F-16 Pilot Ejects at Osan Air Base

An F-16 pilot at Osan Air Base, Korea, has reportedly ejected just prior to landing.  The pilot is described as “safe,” while the plane, which “had nearly touched down” at the time of ejection, “did not catch fire and remained structurally intact.”

It will likely be at least a month before the initial reports are completed on the mishap.

The F-16, like most advanced fighters, is equipped with a “zero/zero” ejection seat (the ACES II, in most American ejection seat aircraft). This means at zero feet above ground and zero knots (that is, parked on the ground), the pilot can safely eject.  Generally he gets “one swing in the chute” before hitting the ground, an impact that is uncomfortable but survivable.  While several aircraft share the basic ejection seat (including the B-1 and B-2), this seat is not universal equipment; for example, the Air Force’s primary jet trainer, the T-38, has a 0/50 seat, meaning at 0 altitude, the T-38 requires 50 knots of forward speed in order to give the pilot a safe ejection.  Both seats assume a level attitude (not in a bank or upside down).

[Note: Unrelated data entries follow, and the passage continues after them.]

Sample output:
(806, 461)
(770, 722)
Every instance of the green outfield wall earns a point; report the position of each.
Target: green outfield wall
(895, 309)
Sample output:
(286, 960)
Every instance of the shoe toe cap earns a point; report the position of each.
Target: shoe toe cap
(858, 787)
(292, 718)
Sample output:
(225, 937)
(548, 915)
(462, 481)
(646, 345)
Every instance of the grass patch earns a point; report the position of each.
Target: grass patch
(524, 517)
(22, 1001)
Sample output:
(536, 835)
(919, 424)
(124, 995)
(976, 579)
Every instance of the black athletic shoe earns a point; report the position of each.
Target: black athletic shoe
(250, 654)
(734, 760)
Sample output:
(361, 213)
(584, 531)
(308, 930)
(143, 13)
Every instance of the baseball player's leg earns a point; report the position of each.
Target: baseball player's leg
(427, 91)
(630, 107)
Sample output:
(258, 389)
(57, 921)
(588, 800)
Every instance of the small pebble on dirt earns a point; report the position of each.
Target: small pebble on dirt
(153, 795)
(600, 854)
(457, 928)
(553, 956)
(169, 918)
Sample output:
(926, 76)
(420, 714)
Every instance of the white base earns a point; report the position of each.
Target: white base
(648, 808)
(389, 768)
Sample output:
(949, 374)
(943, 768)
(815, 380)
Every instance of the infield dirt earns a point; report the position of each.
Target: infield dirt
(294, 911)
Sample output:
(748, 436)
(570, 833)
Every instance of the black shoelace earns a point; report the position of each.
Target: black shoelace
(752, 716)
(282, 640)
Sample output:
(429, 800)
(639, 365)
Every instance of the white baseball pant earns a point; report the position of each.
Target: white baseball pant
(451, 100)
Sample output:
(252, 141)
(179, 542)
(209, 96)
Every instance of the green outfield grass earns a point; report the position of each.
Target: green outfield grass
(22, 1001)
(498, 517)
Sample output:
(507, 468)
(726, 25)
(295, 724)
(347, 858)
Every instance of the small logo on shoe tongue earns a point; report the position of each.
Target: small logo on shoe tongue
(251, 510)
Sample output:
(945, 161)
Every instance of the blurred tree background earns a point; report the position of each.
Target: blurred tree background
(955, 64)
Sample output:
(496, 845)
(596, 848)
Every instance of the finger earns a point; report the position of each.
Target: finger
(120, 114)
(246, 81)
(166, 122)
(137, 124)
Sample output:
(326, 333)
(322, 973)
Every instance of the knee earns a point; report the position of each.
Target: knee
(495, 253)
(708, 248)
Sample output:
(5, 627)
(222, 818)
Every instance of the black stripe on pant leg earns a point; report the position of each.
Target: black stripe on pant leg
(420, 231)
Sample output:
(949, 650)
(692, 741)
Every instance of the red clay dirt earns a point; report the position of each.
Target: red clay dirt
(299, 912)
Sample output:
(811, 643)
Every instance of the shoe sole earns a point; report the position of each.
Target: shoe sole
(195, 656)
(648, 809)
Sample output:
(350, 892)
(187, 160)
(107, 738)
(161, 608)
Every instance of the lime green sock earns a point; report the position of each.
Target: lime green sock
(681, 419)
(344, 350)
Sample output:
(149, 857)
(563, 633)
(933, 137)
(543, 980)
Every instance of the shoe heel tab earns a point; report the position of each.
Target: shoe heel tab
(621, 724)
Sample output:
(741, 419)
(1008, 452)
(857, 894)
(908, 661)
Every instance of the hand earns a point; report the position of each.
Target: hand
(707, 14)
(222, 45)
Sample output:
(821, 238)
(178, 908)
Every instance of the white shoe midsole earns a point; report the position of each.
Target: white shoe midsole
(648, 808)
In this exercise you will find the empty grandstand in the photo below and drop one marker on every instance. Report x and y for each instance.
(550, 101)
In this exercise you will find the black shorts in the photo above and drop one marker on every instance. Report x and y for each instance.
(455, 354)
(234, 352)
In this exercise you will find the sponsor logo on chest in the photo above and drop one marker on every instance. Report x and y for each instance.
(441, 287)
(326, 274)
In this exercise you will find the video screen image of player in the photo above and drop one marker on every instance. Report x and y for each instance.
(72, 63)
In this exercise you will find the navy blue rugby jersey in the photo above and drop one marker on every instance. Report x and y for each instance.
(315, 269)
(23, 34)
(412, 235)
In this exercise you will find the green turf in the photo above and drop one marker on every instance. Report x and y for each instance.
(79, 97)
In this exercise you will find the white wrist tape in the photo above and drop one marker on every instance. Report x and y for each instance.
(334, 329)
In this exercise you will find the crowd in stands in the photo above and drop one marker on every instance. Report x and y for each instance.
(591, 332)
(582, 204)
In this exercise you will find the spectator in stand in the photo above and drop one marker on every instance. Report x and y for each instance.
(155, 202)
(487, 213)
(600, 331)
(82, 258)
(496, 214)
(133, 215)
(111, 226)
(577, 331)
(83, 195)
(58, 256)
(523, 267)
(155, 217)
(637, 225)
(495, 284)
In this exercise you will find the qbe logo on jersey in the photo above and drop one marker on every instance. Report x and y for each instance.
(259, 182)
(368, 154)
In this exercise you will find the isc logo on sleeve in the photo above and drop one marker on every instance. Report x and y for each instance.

Ejecting outside of the seat’s parameters (an “out of the envelope ejection”) significantly reduces the pilot’s chances of survival.  On the other hand, survival rates of in-the-envelope ejections are high; of the approximately 5,000 ACES II ejections as of 2005, the success rate was greater than 99%.  The F-16 ejection survival rate for in-the-envelope ejections has reported to be 100%.